Download or read book Explorations in Complex Functions written by Richard Beals and published by Springer Nature. This book was released on 2020-10-19 with total page 353 pages. Available in PDF, EPUB and Kindle. Book excerpt: This textbook explores a selection of topics in complex analysis. From core material in the mainstream of complex analysis itself, to tools that are widely used in other areas of mathematics, this versatile compilation offers a selection of many different paths.
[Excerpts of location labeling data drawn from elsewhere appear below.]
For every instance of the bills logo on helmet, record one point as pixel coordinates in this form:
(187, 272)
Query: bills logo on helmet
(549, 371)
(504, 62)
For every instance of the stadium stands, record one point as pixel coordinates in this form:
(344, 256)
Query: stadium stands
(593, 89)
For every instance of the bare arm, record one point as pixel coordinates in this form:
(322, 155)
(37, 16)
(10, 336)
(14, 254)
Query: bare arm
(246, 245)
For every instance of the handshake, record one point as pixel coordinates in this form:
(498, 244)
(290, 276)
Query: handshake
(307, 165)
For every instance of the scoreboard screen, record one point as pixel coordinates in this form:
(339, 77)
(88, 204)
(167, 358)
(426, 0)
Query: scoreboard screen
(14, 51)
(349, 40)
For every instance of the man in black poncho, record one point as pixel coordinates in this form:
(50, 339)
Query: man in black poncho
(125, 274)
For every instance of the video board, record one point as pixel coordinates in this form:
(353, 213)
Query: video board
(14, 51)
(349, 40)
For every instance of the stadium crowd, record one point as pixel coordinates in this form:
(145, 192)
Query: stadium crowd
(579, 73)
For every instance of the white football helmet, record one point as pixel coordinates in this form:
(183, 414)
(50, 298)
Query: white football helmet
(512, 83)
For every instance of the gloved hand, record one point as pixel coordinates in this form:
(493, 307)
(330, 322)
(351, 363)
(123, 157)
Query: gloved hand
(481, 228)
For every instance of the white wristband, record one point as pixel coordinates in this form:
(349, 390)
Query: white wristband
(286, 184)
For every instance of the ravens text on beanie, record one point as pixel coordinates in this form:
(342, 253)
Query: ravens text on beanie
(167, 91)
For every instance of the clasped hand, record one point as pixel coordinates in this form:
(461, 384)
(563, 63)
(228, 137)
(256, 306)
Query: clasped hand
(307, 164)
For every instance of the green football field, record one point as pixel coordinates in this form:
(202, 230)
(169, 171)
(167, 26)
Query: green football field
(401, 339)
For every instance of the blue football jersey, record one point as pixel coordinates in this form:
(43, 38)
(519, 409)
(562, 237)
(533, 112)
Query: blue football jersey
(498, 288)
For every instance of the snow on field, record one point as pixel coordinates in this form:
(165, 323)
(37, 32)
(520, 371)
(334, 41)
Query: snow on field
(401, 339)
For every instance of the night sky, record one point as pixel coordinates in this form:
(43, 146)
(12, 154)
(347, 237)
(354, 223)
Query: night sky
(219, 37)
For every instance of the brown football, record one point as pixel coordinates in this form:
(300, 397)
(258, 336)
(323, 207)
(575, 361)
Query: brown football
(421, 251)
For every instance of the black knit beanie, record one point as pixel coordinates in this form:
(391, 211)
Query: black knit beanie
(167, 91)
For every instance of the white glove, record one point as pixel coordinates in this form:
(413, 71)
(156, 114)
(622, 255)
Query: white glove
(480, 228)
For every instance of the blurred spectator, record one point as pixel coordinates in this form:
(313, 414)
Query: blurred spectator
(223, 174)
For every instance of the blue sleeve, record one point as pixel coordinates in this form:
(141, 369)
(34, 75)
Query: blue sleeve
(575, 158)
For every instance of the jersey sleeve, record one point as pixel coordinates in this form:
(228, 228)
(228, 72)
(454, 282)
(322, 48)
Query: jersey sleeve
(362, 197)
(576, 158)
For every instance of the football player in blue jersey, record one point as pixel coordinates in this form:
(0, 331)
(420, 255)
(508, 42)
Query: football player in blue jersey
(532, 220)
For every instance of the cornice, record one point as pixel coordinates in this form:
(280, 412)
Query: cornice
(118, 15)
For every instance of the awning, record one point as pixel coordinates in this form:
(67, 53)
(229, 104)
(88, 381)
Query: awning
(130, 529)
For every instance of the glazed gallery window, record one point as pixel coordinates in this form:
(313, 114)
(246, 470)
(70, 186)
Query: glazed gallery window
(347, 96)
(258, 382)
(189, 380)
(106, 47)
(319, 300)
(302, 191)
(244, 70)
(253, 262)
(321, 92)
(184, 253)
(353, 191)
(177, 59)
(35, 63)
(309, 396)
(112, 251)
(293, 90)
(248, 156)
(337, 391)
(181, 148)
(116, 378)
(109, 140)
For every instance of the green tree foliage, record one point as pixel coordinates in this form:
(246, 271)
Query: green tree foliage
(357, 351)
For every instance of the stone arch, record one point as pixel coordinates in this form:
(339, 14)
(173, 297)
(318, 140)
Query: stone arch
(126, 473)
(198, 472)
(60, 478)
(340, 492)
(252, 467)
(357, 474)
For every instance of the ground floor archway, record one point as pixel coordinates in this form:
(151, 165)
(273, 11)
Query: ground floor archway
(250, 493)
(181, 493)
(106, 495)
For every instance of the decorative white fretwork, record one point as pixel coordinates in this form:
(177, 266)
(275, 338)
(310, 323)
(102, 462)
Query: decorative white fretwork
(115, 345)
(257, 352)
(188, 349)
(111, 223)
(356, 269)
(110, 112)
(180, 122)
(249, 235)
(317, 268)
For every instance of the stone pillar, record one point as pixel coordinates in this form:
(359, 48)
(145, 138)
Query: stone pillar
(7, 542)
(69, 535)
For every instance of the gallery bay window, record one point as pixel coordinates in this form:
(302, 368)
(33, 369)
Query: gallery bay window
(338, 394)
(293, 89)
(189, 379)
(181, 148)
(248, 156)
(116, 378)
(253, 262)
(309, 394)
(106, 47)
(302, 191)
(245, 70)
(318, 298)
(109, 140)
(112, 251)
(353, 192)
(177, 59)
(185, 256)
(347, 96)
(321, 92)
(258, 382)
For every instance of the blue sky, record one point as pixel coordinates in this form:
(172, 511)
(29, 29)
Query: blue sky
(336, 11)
Readers interested in complex analysis will appreciate the unique combination of topics and connections collected in this book. Beginning with a review of the main tools of complex analysis, harmonic analysis, and functional analysis, the authors go on to present multiple different, self-contained avenues to proceed. Chapters on linear fractional transformations, harmonic functions, and elliptic functions offer pathways to hyperbolic geometry, automorphic functions, and an intuitive introduction to the Schwarzian derivative. The gamma, beta, and zeta functions lead into L-functions, while a chapter on entire functions opens pathways to the Riemann hypothesis and Nevanlinna theory. Cauchy transforms give rise to Hilbert and Fourier transforms, with an emphasis on the connection to complex analysis. Valuable additional topics include Riemann surfaces, steepest descent, tauberian theorems, and the Wiener–Hopf method. Showcasing an array of accessible excursions, Explorations in Complex Functions is an ideal companion for graduate students and researchers in analysis and number theory. Instructors will appreciate the many options for constructing a second course in complex analysis that builds on a first course prerequisite; exercises complement the results throughout.